Thus the task at hand for the suddenly 12th-ranked Mountaineers. "You get over it real quick," Holgorsen said. "It was a good plane ride home, but then after that you settle in and get back to work."
With many more eyes on that job. No longer can WVU continue to operate outside the national consciousness, not after a 5-0 start and its latest defensive performance in holding among nation's statistically-elite offenses more than five touchdowns and 200 yards below the average. Indeed, it appears West Virginia has the magic for slowing Texas Tech, a formulaic blend of shrouded intentions and interchanged looks and pressures that creates doubt and hesitation in the mind of quarterbacks and coordinators alike. If Tony Gibson could patent it, he would, though Holgorsen said it isn't a secret at all.
"What we do defensively is hard for me to attack. It's why we do what we do," he said. "It's good against the spread. It seems like because we move people around so much there's 12 to 13 people out there. Only having three down linemen gives you more second level players you can move around and blitz people from different places and cover people as well. Gibby does a great job of getting those guys motivated and playing hard, being able to adjust and get lined up quickly against these uptempo offenses. TCU does the same stuff. It's another spread offense that has great talent with good quarterback play that can move the ball around. We gotta get lined up quick and disguise things and keep people off balance."
West Virginia finished with a season-best four sacks against the Red Raiders, and put the handcuffs on an offense which had racked up an NCAA-best 544 passing yards per game while rolling nickels at 55 points per over the initial five outings. It will get a much more balanced attack in TCU, which is tied with Oklahoma for fourth in the Big 12 in scoring at 40.2 points per game.
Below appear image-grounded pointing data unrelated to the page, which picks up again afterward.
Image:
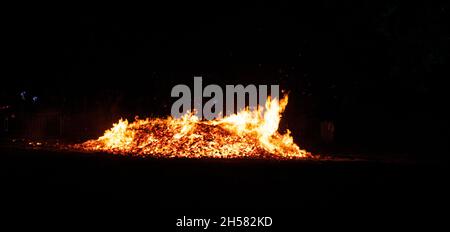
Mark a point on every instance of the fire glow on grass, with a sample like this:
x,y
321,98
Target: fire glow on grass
x,y
245,134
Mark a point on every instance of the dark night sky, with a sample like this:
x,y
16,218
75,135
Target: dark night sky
x,y
377,68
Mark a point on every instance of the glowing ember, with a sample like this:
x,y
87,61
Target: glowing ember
x,y
245,134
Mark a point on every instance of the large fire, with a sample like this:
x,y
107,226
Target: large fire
x,y
245,134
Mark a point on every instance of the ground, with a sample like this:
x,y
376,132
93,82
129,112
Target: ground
x,y
65,179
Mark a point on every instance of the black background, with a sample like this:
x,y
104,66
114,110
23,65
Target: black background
x,y
377,69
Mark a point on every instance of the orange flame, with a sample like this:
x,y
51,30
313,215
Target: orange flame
x,y
245,134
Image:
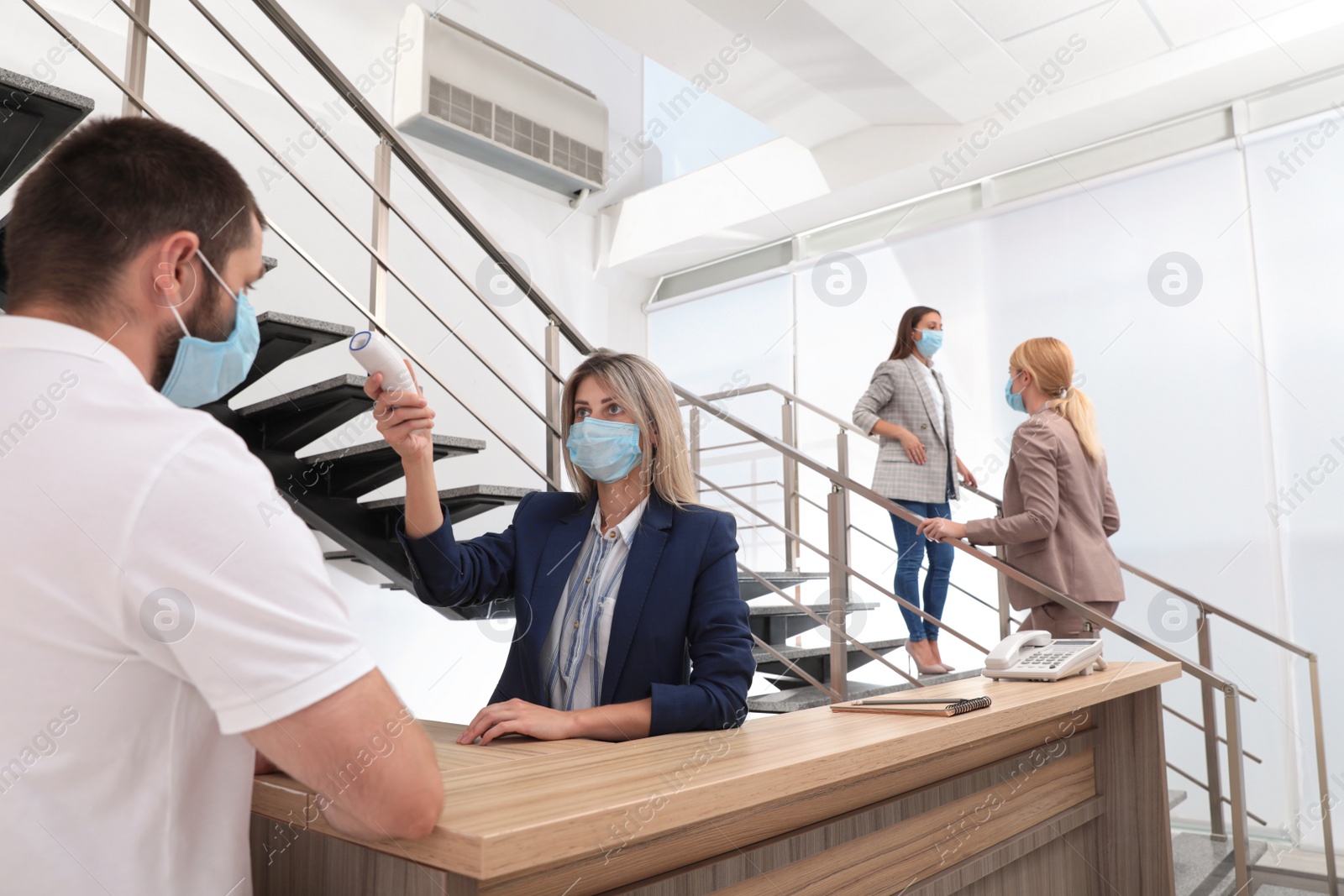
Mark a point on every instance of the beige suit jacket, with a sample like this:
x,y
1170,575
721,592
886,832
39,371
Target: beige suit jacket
x,y
1058,515
900,394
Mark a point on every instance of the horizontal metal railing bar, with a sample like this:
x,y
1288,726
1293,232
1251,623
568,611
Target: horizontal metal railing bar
x,y
796,399
828,624
355,234
752,485
714,448
1203,786
144,107
844,566
1221,738
326,136
1007,569
1180,593
328,70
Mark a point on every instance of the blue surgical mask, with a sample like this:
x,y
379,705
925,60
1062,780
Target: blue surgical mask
x,y
931,340
606,450
203,371
1014,398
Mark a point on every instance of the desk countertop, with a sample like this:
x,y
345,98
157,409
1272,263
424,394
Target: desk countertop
x,y
519,805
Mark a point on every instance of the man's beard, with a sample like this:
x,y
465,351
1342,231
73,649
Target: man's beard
x,y
203,322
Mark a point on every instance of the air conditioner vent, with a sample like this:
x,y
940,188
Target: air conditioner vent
x,y
470,96
522,134
460,107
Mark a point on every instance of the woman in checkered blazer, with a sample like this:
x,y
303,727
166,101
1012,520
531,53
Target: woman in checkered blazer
x,y
907,407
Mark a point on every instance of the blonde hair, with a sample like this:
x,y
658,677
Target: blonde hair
x,y
1052,367
642,389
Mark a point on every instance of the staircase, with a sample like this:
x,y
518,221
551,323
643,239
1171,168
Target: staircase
x,y
326,488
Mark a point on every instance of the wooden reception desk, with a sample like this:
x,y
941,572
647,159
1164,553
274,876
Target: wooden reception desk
x,y
1058,789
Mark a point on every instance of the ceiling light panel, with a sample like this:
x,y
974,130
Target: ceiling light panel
x,y
1007,20
1191,20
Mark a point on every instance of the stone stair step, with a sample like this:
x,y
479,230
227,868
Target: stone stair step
x,y
1205,866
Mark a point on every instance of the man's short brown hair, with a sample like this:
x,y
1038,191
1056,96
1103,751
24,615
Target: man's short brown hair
x,y
104,194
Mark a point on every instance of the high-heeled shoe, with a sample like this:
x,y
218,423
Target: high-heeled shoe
x,y
925,668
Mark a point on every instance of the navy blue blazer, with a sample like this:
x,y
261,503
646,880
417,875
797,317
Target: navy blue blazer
x,y
678,604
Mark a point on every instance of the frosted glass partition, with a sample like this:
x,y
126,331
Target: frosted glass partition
x,y
723,344
1213,359
1299,228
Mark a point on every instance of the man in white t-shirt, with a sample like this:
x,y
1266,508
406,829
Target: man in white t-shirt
x,y
167,620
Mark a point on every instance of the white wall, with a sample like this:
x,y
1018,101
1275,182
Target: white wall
x,y
559,248
1207,409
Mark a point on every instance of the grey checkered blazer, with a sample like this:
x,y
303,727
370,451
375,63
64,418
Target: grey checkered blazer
x,y
900,394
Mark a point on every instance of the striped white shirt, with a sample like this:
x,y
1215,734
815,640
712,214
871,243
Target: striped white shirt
x,y
575,654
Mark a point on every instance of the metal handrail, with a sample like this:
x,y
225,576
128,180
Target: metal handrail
x,y
796,399
349,228
853,486
1203,786
378,191
144,107
951,584
1206,651
1231,694
844,566
1180,593
1221,738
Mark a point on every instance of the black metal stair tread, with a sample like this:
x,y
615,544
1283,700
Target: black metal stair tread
x,y
276,322
448,496
291,421
360,469
463,503
306,396
800,653
788,609
452,443
810,698
286,338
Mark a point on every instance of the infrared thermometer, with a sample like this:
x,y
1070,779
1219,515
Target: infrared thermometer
x,y
376,355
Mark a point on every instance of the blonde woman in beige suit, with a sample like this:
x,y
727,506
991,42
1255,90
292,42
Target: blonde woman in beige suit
x,y
1059,511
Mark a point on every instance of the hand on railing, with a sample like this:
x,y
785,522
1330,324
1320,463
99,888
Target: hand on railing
x,y
937,528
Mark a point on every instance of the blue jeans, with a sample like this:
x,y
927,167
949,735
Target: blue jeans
x,y
907,569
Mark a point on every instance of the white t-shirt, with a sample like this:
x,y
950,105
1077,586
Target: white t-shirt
x,y
937,396
159,598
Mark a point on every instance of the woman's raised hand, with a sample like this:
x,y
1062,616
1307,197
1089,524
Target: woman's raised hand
x,y
405,421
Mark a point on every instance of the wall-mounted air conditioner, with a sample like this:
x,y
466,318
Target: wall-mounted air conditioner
x,y
470,96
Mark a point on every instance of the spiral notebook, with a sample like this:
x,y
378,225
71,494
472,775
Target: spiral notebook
x,y
921,707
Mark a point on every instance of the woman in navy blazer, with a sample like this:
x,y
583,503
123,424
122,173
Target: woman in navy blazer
x,y
675,602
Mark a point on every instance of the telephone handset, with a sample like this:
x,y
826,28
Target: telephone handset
x,y
1035,656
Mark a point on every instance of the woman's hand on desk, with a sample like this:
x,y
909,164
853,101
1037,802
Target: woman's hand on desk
x,y
405,421
519,718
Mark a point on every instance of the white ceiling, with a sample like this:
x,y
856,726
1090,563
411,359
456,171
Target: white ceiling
x,y
879,89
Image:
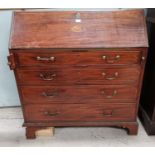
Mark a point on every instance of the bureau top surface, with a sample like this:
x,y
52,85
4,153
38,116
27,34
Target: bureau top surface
x,y
79,29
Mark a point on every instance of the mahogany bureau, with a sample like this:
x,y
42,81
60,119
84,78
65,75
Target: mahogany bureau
x,y
78,68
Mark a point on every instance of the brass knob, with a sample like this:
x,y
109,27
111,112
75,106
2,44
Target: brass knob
x,y
45,59
112,77
116,58
114,93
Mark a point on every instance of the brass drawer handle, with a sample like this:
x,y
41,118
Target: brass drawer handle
x,y
47,94
47,76
47,113
45,59
108,113
109,96
110,78
116,58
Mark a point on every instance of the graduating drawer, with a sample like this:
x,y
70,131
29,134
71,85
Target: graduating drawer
x,y
73,57
78,94
79,112
70,75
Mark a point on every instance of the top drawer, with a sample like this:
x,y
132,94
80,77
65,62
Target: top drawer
x,y
76,57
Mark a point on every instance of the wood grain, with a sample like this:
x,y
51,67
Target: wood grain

Quarterback Kenny Hill ranks just behind Tech's Patrick Mahomes in total offense and passing yardage and efficiency per game. The Horned Frogs also boast tailback Kyle Hicks, who averages 5.6 yards per carry and is nearing 500 yards this season.
Texas Christian is second in the league passing offense (362.5 ypg) and sixth in rushing (168.2), and are tied for fourth with Oklahoma State at 4-2 overall, 2-1 in the Big 12. The Frogs two losses have come at home against Arkansas in a 41-38 double overtime decision and versus Oklahoma in a tight 52-46 tussle. TCU beat West Virginia 40-10 last season, marking the last loss for the Mountaineers before they began their current 10-1 stretch. The 40 points are the most allowed in the last 10 regular season games by a defense that seems to be improving every game out, as Holgorsen affirmed in detailing how Gibson reloaded the unit despite heavy losses to injuries and the NFL.
"We have done a good job recruiting here recently, in getting key components in grad transfers, four year transfers, junior college transfers, to step in and be effective," Holgorsen said. "It's hard in this league to replace guys like we replaced last year, NFL guys, and lose the best player in Dravon Henry before the season. You have to have depth, gotta have a two-deep with guys who are veterans and who have played ball and who physically can hold up. We've got older, experienced guys and when one guy goes down, you are replacing him with a body that can go in there and play ball."
Notes: When teams begin winning, even the questions seem to have more of a sheen to them. Holgorsen was asked if food tastes better when winning - it apparently does - and was then tossed this perhaps over-due query:
"Dana, the cameras caught you chugging a Red Bull on the sidelines. Has anyone ever contacted you about a Red Bull endorsement?"
"I'm really happy with Coca-Cola," Holgorsen said, toeing the company line. "They are a huge sponsor of WVU. (The cameras) caught me in a weak moment. After that, I went back to drinking the Coke and Dasani that I normally do."